Next time you spot a short, bespectacled old man closely examining a woman’s curves as she climbs the station stairs, don’t jump to conclusions. Instead of a would-be groper or pervert, that man could be Makoto Kakeda — one of Japan’s most respected mannequin sculptors.
For Kakeda, a 70-year-old designer at Tokyo-based Tomane Co., watching women is part of his job. And it is those keen observations that have helped him create more than 300 clay mannequin prototypes during his 47-year career — prototypes whose polyester clones have graced show windows at such top fashion shops as Chanel and Yves Saint Laurent.

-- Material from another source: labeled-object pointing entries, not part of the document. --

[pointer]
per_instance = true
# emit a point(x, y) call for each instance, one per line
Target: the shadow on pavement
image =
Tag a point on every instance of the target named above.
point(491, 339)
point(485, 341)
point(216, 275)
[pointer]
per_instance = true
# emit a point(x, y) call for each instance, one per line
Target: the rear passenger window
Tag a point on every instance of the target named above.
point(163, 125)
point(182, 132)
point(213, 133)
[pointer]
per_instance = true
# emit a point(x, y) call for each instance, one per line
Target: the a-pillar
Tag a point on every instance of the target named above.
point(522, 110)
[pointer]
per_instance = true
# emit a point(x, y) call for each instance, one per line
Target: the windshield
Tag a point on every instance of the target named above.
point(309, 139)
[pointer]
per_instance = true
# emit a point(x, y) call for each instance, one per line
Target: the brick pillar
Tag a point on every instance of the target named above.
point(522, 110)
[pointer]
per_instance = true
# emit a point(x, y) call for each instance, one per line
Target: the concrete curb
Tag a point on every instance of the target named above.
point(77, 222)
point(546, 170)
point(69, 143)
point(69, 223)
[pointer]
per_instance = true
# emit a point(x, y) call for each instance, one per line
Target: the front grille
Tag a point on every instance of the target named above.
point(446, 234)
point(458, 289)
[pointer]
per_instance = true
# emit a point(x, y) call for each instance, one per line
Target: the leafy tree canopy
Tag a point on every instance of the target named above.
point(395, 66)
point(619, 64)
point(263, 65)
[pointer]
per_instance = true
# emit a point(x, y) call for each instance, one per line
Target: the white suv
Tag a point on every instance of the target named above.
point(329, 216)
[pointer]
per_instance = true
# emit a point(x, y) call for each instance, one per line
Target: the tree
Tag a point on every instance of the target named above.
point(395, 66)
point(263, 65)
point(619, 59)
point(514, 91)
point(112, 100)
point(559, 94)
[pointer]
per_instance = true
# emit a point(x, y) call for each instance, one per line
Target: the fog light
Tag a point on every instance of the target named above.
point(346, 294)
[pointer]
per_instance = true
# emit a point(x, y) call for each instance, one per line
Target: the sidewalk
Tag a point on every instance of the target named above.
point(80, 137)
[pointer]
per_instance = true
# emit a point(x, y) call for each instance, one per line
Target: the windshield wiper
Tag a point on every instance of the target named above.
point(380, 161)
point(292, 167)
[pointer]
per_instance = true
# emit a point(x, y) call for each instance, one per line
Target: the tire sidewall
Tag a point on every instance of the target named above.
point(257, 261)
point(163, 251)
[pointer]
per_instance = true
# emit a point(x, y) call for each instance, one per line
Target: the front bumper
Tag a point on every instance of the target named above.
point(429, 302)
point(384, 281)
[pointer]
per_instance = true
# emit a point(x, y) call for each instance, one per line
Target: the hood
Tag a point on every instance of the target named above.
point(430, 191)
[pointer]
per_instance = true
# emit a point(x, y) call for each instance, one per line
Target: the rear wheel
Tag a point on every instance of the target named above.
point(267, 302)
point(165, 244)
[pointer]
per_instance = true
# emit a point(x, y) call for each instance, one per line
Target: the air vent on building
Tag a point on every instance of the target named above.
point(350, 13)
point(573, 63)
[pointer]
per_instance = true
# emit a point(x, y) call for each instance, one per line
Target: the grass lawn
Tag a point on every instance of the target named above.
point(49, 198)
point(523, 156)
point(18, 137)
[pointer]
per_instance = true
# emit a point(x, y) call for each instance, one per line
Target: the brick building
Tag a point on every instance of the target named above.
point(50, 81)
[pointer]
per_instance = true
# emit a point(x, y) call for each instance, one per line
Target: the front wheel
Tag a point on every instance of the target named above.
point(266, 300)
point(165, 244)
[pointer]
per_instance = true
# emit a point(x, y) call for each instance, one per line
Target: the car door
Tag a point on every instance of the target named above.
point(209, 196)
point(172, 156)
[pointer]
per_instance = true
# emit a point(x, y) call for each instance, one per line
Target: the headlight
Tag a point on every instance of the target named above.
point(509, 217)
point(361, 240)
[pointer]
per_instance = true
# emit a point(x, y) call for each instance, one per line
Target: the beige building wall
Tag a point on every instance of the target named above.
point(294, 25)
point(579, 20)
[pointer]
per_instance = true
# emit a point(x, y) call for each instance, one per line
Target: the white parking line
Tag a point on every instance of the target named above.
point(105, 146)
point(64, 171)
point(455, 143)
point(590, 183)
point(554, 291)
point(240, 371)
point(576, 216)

Amazingly enough, Kakeda has accomplished this without a hint of fetishism or obsession with sex. In fact, he is dead serious about — and committed to — his work.
“Every mannequin I sculpt, I work at it with all my might,” Kakeda said in a recent interview at a quiet Tokyo cafe. “Every time, it’s been such a dramatic battle. Even now, at my age, I stay up all night sometimes, working on my creations.”
A graduate of an arts college in Kyoto, Kakeda entered the trade in 1957 for a reason shared by many other mannequin artists: It was the only way he could find to combine art with making a living. But it wasn’t an easy switch.
However, a year’s apprenticeship in Spain from 1964 exposed him to the global fashion business and, convinced that Japan would soon have a full-blown mannequin industry, he decided to focus on creating them. Ever since, he has maintained that mannequins are the ultimate form of popular art.
“You would feel empty if you felt your product was just a decoration and not deeply connected to human existence,” he wrote in his 2002 book, “Manekin — Utsukushii Jintaino Monogatari (Mannequins — A Story of Beautiful Human Bodies).”
“That feeling gives me the energy to keep creating something new, to keep feeling the times.”
To keep up with the times, following approaches from other companies Kakeda swapped firms three times (rare for someone of his generation), sometimes combining management with his hands-on work. At Tomane, where he’s now left management behind, his co-workers compare his attitude to that of Pablo Picasso.
“He is a man who has stubbornly stuck to making mannequins, just like Picasso, who worked right until he died,” said Jun Sakita, a 39-year-old fellow sculptor at Tomane. “He is among the very few who can live like that.”
During a recent visit to the basement studio, where bare body parts were strewn on the floor, Kakeda was working on a four-body series that Tomane aims to market for next year’s fall season. The mannequins, modeled on working women age 30-35, are meant to complement the type of clothes that are now all the rage — including bikyaku (beautiful legs) trousers that appear to lift women’s hips and make their legs look longer.
The studio, a large, open concrete space, is also the scene of passionate debates on female body forms between Kakeda and four other designers. The bottom of a 90-year-old competitive swimmer was the recent object of some serious musing. Kakeda’s younger co-workers were amazed that he could find sex appeal in so unlikely a posterior. They all agree, though, that his female works outshine his male ones — which is perhaps not surprising, as he freely admits to preferring his work on the fairer sex.
Kakeda said above all it is the faces that he loves. It’s what separates good mannequins from the others, he believes, so he often spends days working on minute facial details — sometimes taking a head home with him to work on there.
Though mannequin designers may be professional students of human body forms, the business of re-creating what they see — which is even today almost all done by hand — is not in such great shape.
In the 1960s, mannequins were almost the only display vehicles for clothes. Today, many boutiques dispense with them, instead showing their clothes spread out on tables. And in times of recession, headless torsos are favored as they take up less space. According to the industry group Japan Mannequin Display Association, the number of full-body female mannequins produced per year fell from 94,731 in 1976 to 10,625 in 2003.
The drop in production, however, doesn’t faze Kakeda. “We simply had too many in the past,” he says.
Utlimately his career choice is more about pleasure than business: “What’s fun about the whole process is re-creating not just a model’s body but her attractiveness. So it’s all up to me to feel something from her.”